To explore the molecular mechanisms by which FAM9C contributes to HCC cell proliferation, clonogenicity in vitro and tumorigenicity in vivo, we first analyzed the cell cycle of HCC cells with FAM9C overexpression or knockdown. However, FAM9C overexpression and knockdown did not alter cell cycle distribution of Huh-7 and BEL-7404 cells respectively (Fig. 6A and B). As reported, FAM9C protein exhibited similarity to SYCP3, a component of the synaptonemal complex (12). More importantly, SYCP3 led to activation of Akt, resulting in the upregulation of anti-apoptotic proteins (14). To determine whether FAM9C as a homologous gene of SYCP3 activates Akt signaling pathway, we examined the activity of Akt pathway by western blot assay while FAM9C overexpression or knockdown in HCC cells. We found that the phosphorylation levels of Akt significantly increased in Huh-7 cells expressing FAM9C, whereas the phosphorylation levels of Akt obviously decreased in BEL-7404 cells with FAM9C knockdown (Fig. 6C). These data indicated that FAM9C regulated activation of Akt.
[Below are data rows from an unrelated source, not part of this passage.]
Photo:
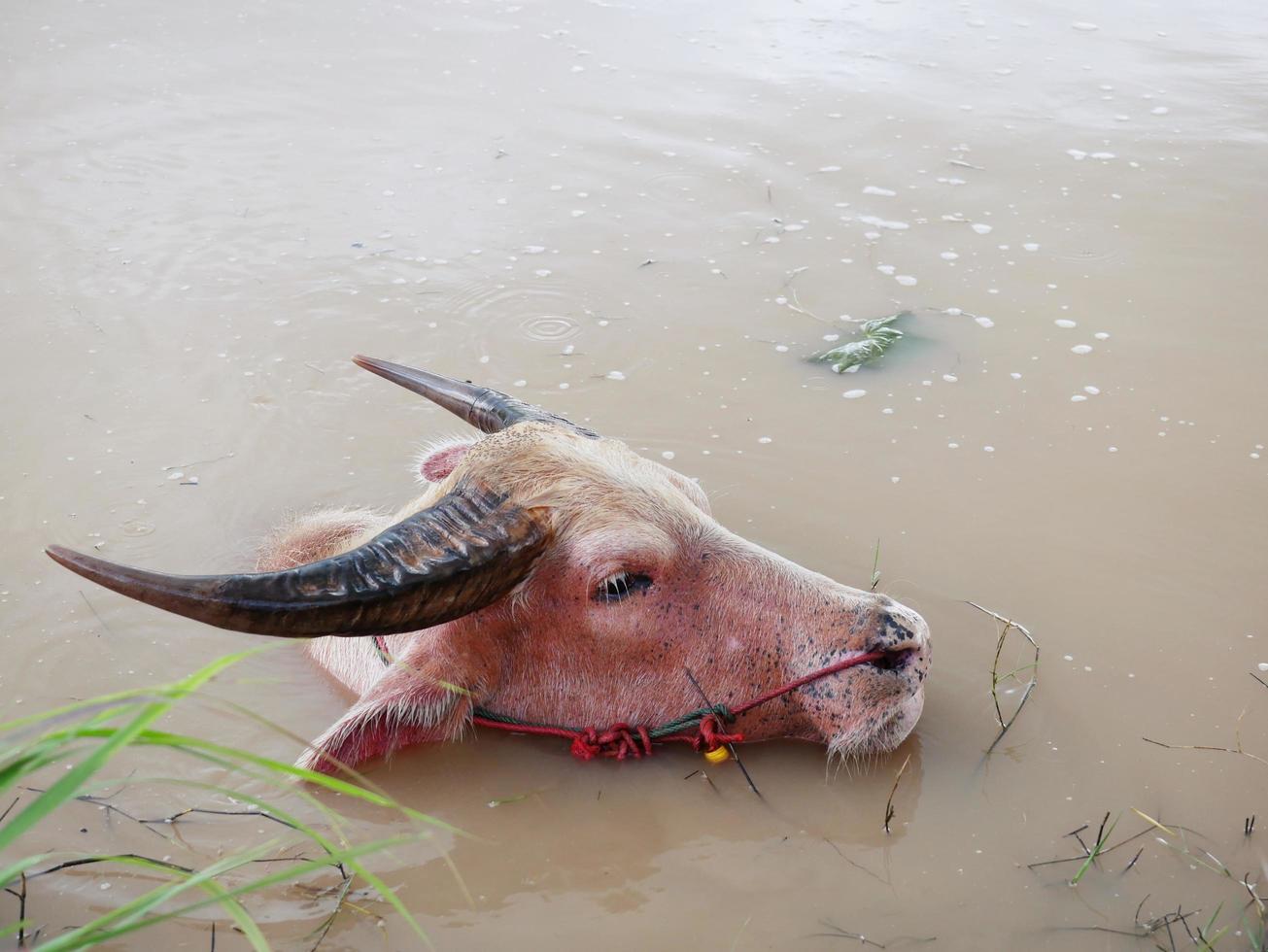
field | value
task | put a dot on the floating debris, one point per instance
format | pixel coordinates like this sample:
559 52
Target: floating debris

To further address the role of FAM9C-induced activation of Akt in HCC cells, we investigated cell apoptosis of UV-irradiated HCC cells with FAM9C overexpression or knockdown by flow cytometry method. The resulting data demonstrated that FAM9C overexpression significantly reduced the proportion of apoptotic Huh-7 cells (P<0.01), while FAM9C knockdown significantly increased the apoptotic percentage of BEL-7404 cells (P<0.01), indicating that FAM9C endowed HCC cells with resistance to apoptosis (Fig. 6D and E). In addition, to determine whether the activation of PI3K-Akt pathway is directly responsible for the anti-apoptotic role of FAM9C in HCC cells, we further performed cell apoptosis assays when Akt was silenced by a validated siRNA (data not shown) or blocked by LY294002, a known inhibitor of PI3K-Akt signaling pathway. Interestingly, the results demonstrated that both siRNA against Akt and LY294002 inhibitor significantly abolished or even prevented the anti-apoptotic effect of FAM9C in Huh-7 and BEL-7404 cells with UV exposure (P<0.01) (Fig. 6D and F). Thus, these collective data suggest that FAM9C plays the anti-apoptotic role through mediating PI3K-Akt signaling pathway in HCC cells.